William~ Your concept of the Church as "home" hit me hard. I will try to be brief but this is difficult. Growing up in a traditional, tough, community, dominated by church and its divisions, about the only thing just about everyone agreed upon was that "homosexuality" under all of its perfidious terms and expressions was not just dispicable but "open-season".
My family was relatively "enlightened" but Catholic belief and teaching and the context of those teachings with all of its authoritarian, emotionally charged asides and wider cultural dimensions had its effect.
Like most who strive, more or less to be good/decent I have struggled with the issue, over the years. Knowing some gap people and associating with more enlightened young people who did not share my baggage helped me greatly. Two things however solidified my (still incomplete)process of emancipation.

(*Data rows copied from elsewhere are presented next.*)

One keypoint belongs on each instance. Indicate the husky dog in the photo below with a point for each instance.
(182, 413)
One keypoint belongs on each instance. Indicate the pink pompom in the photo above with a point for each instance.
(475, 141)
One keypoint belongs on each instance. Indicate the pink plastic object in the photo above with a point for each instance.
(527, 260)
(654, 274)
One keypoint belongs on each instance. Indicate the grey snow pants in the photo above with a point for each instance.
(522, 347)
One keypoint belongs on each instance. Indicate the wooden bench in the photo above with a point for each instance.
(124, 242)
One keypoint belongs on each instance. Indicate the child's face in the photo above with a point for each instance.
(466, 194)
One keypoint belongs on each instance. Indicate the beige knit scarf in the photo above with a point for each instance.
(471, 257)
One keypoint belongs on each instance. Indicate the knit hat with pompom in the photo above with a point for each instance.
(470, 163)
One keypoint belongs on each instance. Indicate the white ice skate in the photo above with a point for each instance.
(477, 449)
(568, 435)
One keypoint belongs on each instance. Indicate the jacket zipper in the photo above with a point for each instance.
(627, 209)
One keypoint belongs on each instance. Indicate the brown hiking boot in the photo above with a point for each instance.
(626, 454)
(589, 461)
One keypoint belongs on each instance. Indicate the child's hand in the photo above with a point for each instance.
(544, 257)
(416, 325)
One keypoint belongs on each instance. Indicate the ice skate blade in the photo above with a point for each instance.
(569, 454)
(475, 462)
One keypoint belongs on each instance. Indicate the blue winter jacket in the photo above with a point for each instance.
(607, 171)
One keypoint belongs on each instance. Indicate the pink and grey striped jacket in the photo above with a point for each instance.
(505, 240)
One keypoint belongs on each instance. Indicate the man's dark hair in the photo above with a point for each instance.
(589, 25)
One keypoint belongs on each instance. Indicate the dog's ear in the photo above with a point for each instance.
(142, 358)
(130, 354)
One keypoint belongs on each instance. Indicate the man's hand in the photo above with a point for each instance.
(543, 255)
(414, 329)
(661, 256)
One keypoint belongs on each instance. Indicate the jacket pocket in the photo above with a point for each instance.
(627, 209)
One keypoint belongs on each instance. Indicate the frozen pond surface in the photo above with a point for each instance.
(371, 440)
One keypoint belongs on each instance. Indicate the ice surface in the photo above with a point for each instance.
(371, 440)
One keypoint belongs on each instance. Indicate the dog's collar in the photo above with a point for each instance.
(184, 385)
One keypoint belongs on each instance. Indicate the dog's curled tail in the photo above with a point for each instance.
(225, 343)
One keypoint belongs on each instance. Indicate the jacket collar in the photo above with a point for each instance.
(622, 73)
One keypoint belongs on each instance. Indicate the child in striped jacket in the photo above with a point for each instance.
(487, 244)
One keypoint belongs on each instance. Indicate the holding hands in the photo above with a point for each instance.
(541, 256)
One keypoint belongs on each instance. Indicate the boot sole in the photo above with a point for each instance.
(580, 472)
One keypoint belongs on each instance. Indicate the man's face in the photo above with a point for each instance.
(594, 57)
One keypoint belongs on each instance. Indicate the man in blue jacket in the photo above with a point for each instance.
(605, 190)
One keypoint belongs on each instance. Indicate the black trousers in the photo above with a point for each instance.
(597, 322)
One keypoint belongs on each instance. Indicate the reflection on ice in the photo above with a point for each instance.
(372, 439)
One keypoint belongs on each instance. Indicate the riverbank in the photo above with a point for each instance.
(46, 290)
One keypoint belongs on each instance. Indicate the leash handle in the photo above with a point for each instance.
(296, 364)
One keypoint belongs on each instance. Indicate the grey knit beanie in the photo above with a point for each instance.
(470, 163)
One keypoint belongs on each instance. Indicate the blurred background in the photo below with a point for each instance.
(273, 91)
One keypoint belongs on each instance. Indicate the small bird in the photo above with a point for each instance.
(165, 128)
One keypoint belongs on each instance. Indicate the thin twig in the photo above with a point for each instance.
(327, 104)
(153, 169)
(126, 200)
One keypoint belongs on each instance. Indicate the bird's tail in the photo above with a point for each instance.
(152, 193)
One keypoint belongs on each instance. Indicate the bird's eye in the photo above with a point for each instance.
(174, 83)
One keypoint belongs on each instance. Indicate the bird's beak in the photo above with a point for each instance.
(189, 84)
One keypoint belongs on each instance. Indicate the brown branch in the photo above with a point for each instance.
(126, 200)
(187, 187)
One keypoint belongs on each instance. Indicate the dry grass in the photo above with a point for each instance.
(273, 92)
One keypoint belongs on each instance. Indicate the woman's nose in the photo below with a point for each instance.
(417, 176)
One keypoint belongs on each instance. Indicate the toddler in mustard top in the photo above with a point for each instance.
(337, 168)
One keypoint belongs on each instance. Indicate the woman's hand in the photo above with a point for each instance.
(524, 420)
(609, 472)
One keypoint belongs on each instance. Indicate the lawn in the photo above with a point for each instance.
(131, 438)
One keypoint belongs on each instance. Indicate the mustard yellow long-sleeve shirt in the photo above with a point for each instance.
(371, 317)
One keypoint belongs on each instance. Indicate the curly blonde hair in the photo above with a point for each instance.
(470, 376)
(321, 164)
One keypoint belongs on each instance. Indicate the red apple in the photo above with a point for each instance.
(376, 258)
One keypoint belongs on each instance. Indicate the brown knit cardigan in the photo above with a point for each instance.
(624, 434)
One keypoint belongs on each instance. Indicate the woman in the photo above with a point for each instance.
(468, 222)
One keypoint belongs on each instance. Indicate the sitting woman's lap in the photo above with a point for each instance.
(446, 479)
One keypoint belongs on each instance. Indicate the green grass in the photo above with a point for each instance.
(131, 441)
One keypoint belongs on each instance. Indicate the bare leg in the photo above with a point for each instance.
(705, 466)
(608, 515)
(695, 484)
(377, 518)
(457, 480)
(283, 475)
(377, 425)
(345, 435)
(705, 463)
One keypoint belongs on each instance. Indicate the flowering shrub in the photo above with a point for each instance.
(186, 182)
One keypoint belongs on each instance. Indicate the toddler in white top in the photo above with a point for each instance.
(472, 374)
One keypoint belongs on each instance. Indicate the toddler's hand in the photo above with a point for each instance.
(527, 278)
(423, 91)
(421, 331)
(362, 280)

First, as a parent of growing children I had to consider the "what if" my son or daughter declared that he/she were gay? Without hesitation, on both volitional and emotional levels I acknowledged with equanimity that my love and acceptance in mind, heart and home would be no less than the moment before.
Second, the process of parliamentary consultation, debate and legislative process on same-sex marriage here (in Canada)forced me to think some things through again and deal with the issue intellectually and socially, and not just personally. My thinking took me back to 80's era reading and study of Aristotle, Rollo May, Fromm, Aquinas, etc. My rehash was aided immensely by the outrageous repetition of traditional natural law arguments, "marriage and the family" principles and emotional and spiritual blackmail by the ecclesiastical rightists.
What clinched it though was the simple, inexorable conclusion that if my child were welcome in my "home" so would be his or her lover, so should he or she or they be welcomed equally by church. So should you and you and you.... The rest, as difficult as it may be, is just dealing with the consequentials.